Machine 1 will generate 1GB of data every 14 seconds +/- (many files with sizes varying from a couple of KB to files with 30 MB). Machine 1 needs to send all these files to Machine 2 as fast as possible, preferably in less than 14 seconds.
For the tests we had to use a 100 Mbit/s link, but in the future we will have a 1Gbit/link.
Use NiFi to send data from Machine 1 to Machine 2.
NiFi version 0.7.2 - we have to use this version because of the current Java version running on the machines.
Both machines are quite powerful, running with SSDs.
For the tests both machine were connected with a direct link, 100 Mbit/s
NiFi standalone running on Machine 1 and 2
Very simple flow as follow (sender on the left, receiver on the right):
RPG using raw socket protocol (the only available in this NiFi version)
The test consisted in sending 1 GB of data, varying the number and size of the files sent.
In the end we tried to send two 1GB files to see the result.
100 x 10MB
10 x 100 MB
1 x 1GB
2 x 1GB
8 – 12 MB/s
48 – 70 MB/s
99 -100 MB/s
Results deduced from the data provenance.
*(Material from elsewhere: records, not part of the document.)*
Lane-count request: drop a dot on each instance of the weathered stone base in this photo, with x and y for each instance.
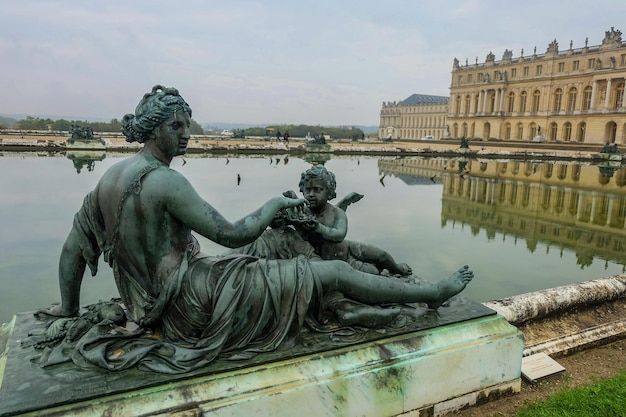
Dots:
(423, 373)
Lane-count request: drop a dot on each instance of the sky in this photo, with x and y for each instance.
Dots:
(326, 62)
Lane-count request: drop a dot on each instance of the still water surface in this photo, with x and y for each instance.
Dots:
(410, 210)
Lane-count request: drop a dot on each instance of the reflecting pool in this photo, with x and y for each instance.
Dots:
(521, 226)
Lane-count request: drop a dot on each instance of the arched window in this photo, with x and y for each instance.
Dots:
(587, 98)
(536, 99)
(511, 102)
(580, 135)
(553, 131)
(558, 96)
(567, 132)
(522, 101)
(507, 130)
(571, 99)
(619, 95)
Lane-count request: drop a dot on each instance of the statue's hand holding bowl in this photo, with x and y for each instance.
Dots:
(55, 310)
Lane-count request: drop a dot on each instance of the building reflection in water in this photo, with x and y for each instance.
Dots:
(563, 205)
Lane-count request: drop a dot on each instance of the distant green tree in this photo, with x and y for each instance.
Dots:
(61, 124)
(195, 128)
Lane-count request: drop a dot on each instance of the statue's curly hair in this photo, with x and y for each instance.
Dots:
(320, 172)
(154, 108)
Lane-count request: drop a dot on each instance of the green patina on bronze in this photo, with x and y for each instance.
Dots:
(187, 310)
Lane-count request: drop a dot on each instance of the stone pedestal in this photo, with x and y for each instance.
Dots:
(420, 373)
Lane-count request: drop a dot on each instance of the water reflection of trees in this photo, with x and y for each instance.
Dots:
(568, 206)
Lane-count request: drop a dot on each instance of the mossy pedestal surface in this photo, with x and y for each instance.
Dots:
(456, 356)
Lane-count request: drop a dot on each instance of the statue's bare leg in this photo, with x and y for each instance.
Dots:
(376, 289)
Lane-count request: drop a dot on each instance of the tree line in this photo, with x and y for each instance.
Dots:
(115, 126)
(62, 125)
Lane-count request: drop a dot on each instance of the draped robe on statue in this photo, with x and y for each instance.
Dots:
(230, 306)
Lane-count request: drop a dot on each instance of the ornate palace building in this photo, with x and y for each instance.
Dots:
(415, 117)
(572, 95)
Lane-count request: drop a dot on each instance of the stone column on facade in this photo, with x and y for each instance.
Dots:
(594, 90)
(607, 99)
(496, 101)
(610, 209)
(473, 187)
(579, 208)
(594, 203)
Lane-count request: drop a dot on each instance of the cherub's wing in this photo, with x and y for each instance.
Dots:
(349, 199)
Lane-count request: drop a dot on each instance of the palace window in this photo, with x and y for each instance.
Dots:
(536, 100)
(522, 101)
(580, 134)
(619, 95)
(511, 102)
(587, 98)
(567, 132)
(571, 99)
(558, 95)
(553, 131)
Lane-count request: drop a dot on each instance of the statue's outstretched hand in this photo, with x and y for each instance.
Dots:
(55, 310)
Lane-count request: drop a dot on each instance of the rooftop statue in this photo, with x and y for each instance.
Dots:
(185, 308)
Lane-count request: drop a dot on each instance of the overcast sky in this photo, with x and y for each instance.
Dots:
(328, 62)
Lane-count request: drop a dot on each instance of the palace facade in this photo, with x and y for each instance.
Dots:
(416, 117)
(571, 95)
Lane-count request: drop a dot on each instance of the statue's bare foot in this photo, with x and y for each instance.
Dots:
(364, 315)
(451, 286)
(403, 269)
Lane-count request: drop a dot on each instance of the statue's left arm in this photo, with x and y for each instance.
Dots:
(183, 202)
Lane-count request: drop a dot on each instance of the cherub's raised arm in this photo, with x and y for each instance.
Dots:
(184, 203)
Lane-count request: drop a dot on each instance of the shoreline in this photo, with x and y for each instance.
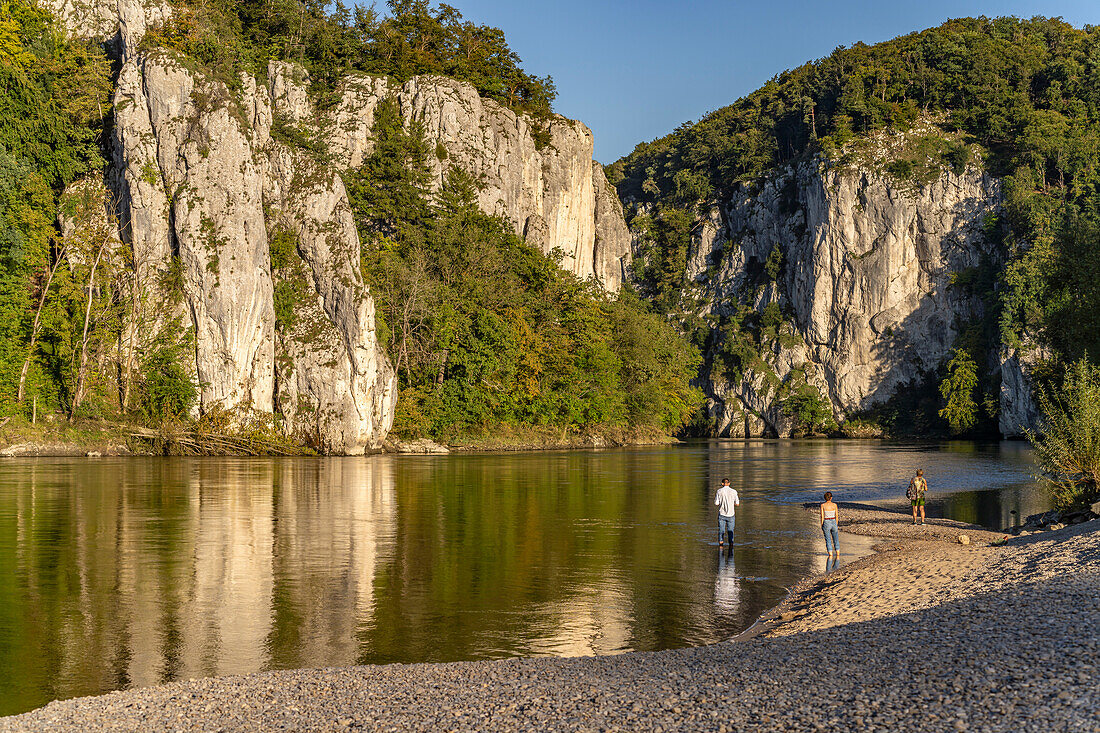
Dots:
(977, 636)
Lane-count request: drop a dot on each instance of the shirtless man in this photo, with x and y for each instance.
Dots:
(917, 487)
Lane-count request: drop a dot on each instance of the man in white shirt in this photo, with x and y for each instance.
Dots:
(726, 500)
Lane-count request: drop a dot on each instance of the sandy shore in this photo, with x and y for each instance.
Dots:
(924, 635)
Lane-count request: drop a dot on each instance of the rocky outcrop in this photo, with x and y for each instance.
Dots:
(554, 195)
(121, 23)
(207, 186)
(202, 186)
(861, 264)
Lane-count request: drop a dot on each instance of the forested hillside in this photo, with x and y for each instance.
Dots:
(1019, 99)
(484, 330)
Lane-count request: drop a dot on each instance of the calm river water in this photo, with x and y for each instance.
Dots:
(122, 572)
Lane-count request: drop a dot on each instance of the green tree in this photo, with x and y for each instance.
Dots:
(1067, 444)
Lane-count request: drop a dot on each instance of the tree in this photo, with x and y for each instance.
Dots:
(1067, 442)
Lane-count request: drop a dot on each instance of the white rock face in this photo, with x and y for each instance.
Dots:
(867, 266)
(556, 197)
(121, 23)
(201, 183)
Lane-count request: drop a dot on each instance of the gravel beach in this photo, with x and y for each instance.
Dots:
(925, 635)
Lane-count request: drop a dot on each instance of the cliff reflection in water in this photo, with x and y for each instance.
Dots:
(121, 572)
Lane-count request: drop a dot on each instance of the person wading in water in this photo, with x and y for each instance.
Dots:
(726, 499)
(917, 487)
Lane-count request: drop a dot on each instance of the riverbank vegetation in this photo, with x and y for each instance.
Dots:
(1067, 442)
(1015, 97)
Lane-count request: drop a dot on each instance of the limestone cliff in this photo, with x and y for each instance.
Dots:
(554, 194)
(245, 244)
(865, 276)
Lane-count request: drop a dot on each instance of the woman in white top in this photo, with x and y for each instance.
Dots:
(831, 514)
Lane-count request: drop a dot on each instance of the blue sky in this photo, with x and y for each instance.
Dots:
(635, 70)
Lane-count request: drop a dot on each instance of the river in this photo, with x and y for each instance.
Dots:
(123, 572)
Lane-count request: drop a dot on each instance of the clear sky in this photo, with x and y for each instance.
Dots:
(634, 70)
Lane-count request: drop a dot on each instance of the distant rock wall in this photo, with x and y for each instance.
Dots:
(202, 186)
(866, 275)
(556, 196)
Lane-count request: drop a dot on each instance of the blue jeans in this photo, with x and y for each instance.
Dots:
(725, 528)
(832, 536)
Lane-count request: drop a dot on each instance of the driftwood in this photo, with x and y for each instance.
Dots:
(193, 442)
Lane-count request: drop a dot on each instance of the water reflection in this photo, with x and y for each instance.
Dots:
(121, 572)
(727, 588)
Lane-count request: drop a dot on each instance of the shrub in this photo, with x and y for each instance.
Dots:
(1068, 441)
(166, 389)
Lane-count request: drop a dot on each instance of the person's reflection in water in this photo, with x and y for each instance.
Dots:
(727, 590)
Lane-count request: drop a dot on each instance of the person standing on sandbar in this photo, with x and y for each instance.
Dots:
(829, 514)
(726, 500)
(917, 487)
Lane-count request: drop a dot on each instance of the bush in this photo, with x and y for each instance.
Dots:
(1068, 444)
(166, 389)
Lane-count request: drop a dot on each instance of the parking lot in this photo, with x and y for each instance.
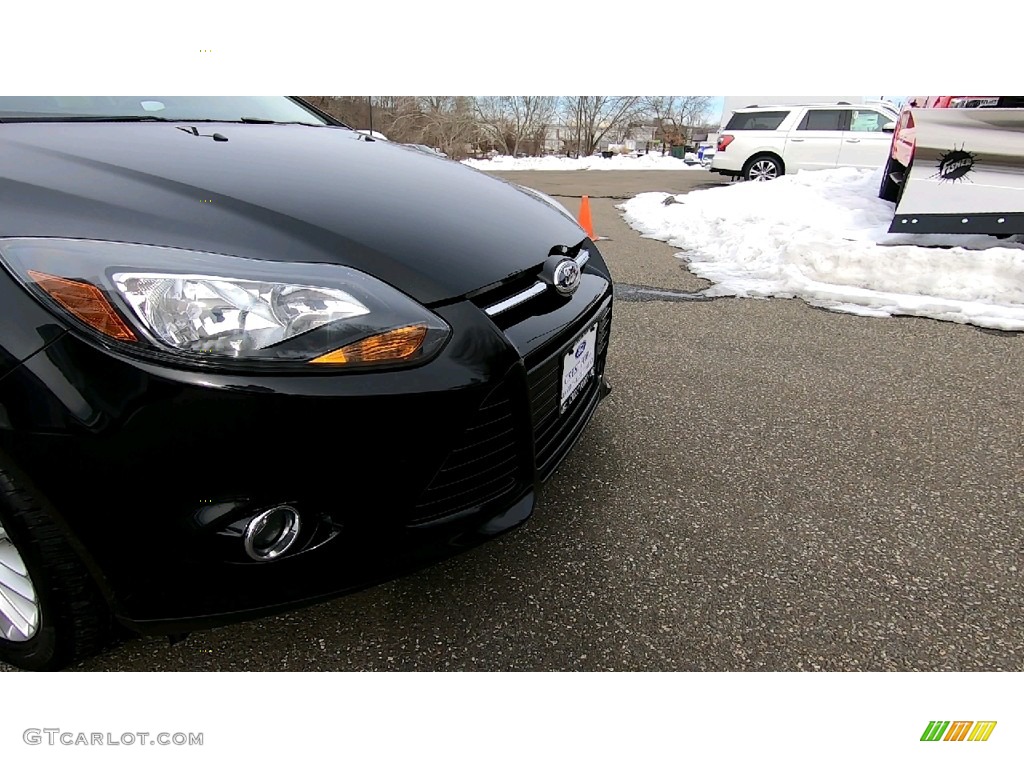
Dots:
(770, 486)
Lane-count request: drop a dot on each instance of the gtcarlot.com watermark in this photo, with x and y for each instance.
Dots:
(58, 737)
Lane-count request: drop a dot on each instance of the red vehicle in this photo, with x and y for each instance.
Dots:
(904, 137)
(956, 166)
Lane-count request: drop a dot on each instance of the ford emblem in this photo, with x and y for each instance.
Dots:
(566, 278)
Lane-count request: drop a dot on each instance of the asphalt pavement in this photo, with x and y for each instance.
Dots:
(770, 486)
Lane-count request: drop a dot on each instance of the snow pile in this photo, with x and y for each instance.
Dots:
(822, 236)
(651, 162)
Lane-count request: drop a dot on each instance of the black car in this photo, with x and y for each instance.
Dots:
(251, 358)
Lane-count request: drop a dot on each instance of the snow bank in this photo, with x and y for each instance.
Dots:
(614, 163)
(822, 237)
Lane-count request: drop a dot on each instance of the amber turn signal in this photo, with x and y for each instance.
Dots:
(394, 346)
(85, 302)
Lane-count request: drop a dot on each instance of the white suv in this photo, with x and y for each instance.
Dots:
(762, 142)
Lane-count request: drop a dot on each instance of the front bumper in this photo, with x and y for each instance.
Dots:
(146, 467)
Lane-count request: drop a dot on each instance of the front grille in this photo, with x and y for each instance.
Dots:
(554, 431)
(484, 467)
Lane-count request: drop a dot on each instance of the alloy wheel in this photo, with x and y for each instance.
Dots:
(18, 602)
(763, 170)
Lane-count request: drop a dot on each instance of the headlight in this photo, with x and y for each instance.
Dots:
(219, 309)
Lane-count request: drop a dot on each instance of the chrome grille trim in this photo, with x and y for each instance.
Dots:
(535, 290)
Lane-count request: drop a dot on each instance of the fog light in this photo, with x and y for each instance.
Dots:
(271, 534)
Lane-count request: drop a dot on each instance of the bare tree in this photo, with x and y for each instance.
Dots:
(678, 117)
(663, 110)
(450, 123)
(513, 122)
(691, 114)
(590, 119)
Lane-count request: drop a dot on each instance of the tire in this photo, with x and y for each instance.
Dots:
(51, 613)
(763, 168)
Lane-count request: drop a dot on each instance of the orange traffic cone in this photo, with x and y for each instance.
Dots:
(584, 217)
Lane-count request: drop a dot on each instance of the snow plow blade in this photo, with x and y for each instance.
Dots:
(968, 173)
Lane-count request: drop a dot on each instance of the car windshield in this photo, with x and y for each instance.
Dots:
(219, 109)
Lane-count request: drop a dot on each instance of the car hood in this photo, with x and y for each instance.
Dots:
(433, 228)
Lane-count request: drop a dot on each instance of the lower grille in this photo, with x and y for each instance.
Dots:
(553, 430)
(484, 467)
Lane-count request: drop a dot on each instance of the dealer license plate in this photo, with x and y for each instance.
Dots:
(578, 367)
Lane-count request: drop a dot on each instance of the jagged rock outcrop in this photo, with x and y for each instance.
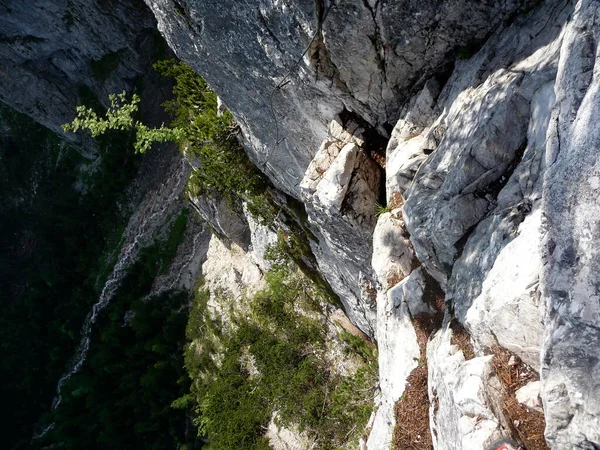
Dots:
(493, 158)
(493, 167)
(340, 190)
(55, 55)
(285, 69)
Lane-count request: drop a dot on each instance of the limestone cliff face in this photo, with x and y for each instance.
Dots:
(475, 122)
(490, 174)
(286, 68)
(55, 55)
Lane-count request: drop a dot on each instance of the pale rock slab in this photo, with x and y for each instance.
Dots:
(571, 254)
(507, 310)
(339, 190)
(393, 258)
(529, 395)
(463, 414)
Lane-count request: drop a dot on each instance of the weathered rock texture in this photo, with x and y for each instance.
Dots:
(340, 189)
(496, 167)
(285, 68)
(493, 157)
(57, 54)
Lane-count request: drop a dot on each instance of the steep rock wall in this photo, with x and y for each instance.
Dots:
(494, 167)
(55, 55)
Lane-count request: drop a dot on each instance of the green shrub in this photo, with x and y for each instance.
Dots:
(282, 334)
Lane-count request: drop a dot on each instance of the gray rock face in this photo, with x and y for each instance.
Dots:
(463, 415)
(285, 68)
(340, 190)
(226, 223)
(56, 54)
(570, 278)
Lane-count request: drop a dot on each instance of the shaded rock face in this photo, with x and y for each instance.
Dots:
(285, 68)
(56, 54)
(495, 167)
(340, 190)
(571, 361)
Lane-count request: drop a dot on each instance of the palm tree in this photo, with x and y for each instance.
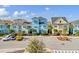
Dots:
(50, 28)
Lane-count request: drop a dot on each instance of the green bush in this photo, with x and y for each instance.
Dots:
(35, 46)
(19, 38)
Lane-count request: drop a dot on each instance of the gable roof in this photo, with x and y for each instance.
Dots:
(75, 22)
(57, 18)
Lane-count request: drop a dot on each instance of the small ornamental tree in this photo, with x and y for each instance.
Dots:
(35, 46)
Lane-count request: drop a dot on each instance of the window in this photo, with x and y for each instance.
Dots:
(1, 26)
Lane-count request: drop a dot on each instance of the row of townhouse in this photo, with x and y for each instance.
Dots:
(39, 25)
(18, 25)
(60, 25)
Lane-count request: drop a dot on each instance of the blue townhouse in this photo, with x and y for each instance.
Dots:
(39, 25)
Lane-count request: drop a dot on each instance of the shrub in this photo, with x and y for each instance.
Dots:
(35, 46)
(19, 38)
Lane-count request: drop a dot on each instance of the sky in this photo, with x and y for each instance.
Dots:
(71, 12)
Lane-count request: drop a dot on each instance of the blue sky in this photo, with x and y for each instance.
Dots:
(71, 12)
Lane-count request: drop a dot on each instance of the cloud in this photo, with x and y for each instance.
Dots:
(47, 8)
(19, 13)
(5, 6)
(3, 12)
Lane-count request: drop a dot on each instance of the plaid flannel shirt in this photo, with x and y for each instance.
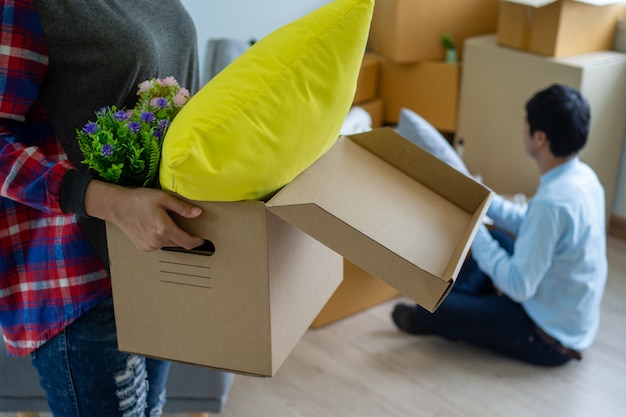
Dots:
(49, 274)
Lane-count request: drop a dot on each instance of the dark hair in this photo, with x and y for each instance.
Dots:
(562, 113)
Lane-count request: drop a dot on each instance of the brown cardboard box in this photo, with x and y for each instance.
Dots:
(375, 198)
(557, 27)
(410, 30)
(358, 291)
(367, 83)
(429, 88)
(375, 108)
(242, 309)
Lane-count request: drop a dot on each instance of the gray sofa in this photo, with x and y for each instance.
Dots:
(190, 389)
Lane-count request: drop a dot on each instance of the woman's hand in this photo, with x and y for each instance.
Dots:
(142, 214)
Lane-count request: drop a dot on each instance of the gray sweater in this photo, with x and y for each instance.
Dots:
(99, 51)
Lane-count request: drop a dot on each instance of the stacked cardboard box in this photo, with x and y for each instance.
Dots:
(558, 27)
(366, 95)
(407, 35)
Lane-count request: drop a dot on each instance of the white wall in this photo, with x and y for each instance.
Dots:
(253, 19)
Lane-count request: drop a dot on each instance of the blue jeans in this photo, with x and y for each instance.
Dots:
(475, 313)
(85, 375)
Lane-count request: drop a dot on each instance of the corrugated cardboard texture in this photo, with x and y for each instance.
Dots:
(391, 208)
(358, 291)
(242, 309)
(565, 27)
(429, 88)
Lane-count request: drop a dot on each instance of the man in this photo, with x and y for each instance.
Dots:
(535, 297)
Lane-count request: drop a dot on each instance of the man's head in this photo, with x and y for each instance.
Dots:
(562, 113)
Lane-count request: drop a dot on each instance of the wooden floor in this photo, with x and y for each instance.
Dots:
(362, 366)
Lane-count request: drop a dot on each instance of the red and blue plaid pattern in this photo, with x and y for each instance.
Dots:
(49, 274)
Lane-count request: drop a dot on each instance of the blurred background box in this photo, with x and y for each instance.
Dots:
(367, 83)
(410, 30)
(558, 27)
(429, 88)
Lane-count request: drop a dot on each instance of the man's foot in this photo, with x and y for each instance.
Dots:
(406, 320)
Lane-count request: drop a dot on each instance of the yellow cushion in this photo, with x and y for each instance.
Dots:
(272, 112)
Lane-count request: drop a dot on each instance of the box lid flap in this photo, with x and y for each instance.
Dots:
(389, 207)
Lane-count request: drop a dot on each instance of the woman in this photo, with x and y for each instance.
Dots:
(60, 61)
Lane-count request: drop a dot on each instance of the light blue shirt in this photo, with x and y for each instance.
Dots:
(559, 267)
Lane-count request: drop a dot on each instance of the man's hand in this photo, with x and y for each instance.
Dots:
(142, 214)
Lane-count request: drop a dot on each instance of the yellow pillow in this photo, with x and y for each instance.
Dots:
(272, 112)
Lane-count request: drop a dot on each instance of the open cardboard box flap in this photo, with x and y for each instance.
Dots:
(391, 208)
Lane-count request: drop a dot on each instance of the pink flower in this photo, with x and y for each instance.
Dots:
(168, 82)
(181, 97)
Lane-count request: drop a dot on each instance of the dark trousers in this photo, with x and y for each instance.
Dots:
(474, 312)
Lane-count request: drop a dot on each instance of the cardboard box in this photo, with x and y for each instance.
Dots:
(558, 27)
(429, 88)
(367, 83)
(357, 292)
(242, 309)
(375, 108)
(410, 30)
(375, 198)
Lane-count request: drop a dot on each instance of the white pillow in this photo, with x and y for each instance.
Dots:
(415, 128)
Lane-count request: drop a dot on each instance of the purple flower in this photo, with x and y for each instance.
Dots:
(120, 116)
(90, 128)
(160, 103)
(134, 126)
(107, 150)
(164, 124)
(147, 117)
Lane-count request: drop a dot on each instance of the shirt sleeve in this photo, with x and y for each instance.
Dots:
(506, 214)
(28, 175)
(519, 275)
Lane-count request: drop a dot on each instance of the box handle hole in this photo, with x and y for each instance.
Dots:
(206, 249)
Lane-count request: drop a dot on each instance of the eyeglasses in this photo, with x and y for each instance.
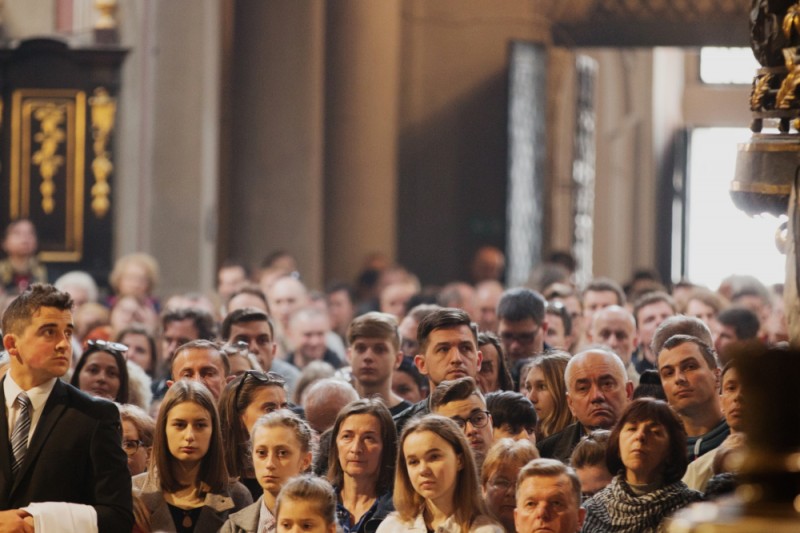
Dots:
(131, 446)
(502, 484)
(267, 378)
(478, 419)
(522, 338)
(236, 348)
(107, 346)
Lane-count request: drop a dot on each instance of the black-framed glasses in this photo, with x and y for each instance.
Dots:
(107, 346)
(478, 419)
(522, 338)
(131, 446)
(267, 378)
(236, 348)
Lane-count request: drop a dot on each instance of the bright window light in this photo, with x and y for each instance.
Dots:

We also tried to change the JVM heap memory, which didn't make a lot of difference.
We can see that for large files NiFi can use all the bandwidth available, but for small files the performance is not that good.
NiFi Cluster with two nodes on Machine 1 and 2
The flow used for the sender was a bit more complex this time. We had to use ListFile and a RPG on the Primary node only in order to balance the load. We also used the GenerateFlowFile processor to generate the flow files.
The Sender flow:
The receiver flow was the same as in Test 1
We can see some improvement when clustering, although still very low performance for small files.
The CPU usages increases drastically, which could impact the machine's 1 production.
Looking forward for your feedback. We really liked NiFi when we started to use it, but now it is showing some performance issues that could make us to not use it at all.